DA REDAÇÃO
Nem todo viandante anda estradas – Da humanidade como prática é o título da 36ª Bienal de São Paulo, inspirada no poema “Da calma e do silêncio”, da escritora Conceição Evaristo. Com curadoria geral do Prof. Dr. Bonaventure Soh Bejeng Ndikung, tem como equipe os cocuradores Alya Sebti, Anna Roberta Goetz e Thiago de Paula Souza, a cocuradora at large Keyna Eleison e a consultora de comunicação e estratégia Henriette Gallus. O projeto arquitetônico e expositivo é assinado por Gisele de Paula e Tiago Guimarães.

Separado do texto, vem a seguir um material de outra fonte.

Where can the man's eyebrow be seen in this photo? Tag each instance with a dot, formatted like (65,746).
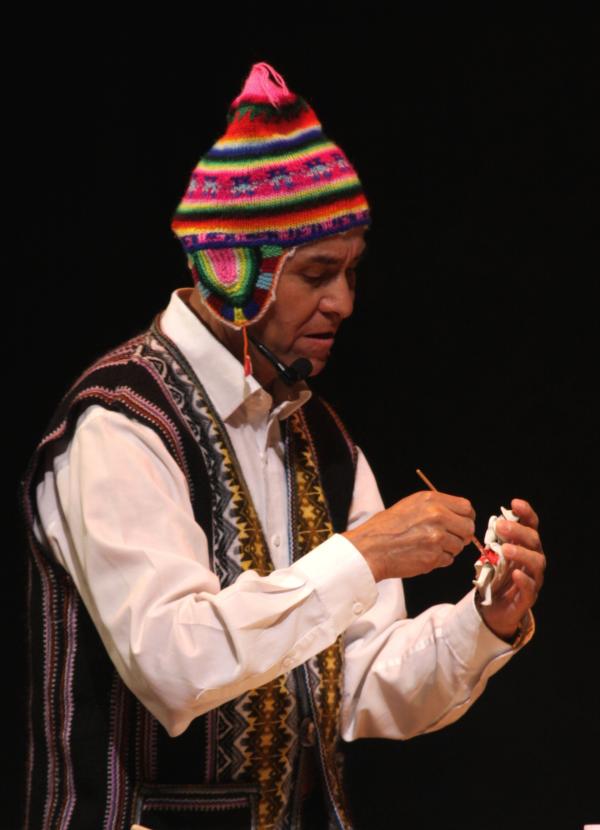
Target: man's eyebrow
(324,259)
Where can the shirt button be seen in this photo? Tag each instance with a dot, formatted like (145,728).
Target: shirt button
(307,733)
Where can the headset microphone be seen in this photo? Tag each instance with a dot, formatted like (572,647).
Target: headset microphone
(298,370)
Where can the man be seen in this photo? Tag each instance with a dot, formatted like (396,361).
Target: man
(215,586)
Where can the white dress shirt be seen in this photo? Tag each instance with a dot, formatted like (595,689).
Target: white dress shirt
(116,512)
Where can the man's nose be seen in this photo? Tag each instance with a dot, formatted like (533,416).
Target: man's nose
(339,298)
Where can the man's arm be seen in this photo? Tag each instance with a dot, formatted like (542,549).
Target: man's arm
(117,514)
(405,676)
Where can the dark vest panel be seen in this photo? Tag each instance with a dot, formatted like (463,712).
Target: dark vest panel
(97,757)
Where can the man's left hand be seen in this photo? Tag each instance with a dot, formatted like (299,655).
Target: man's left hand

A proposta da mostra é repensar a humanidade como prática viva, reimaginando as relações e assimetrias do mundo. Essa reflexão sugere que a humanidade se una e se transforme através da escuta atenta, do respeito e acolhimento das diferenças entre os seres e da reconexão com a natureza como bases para a convivência. Tendo como guia a metáfora do estuário, local onde diversas correntes d’água se encontram e coexistem no mesmo espaço, a exposição sugere, assim, a convergência de diferentes populações, culturas e saberes que atravessam o globo.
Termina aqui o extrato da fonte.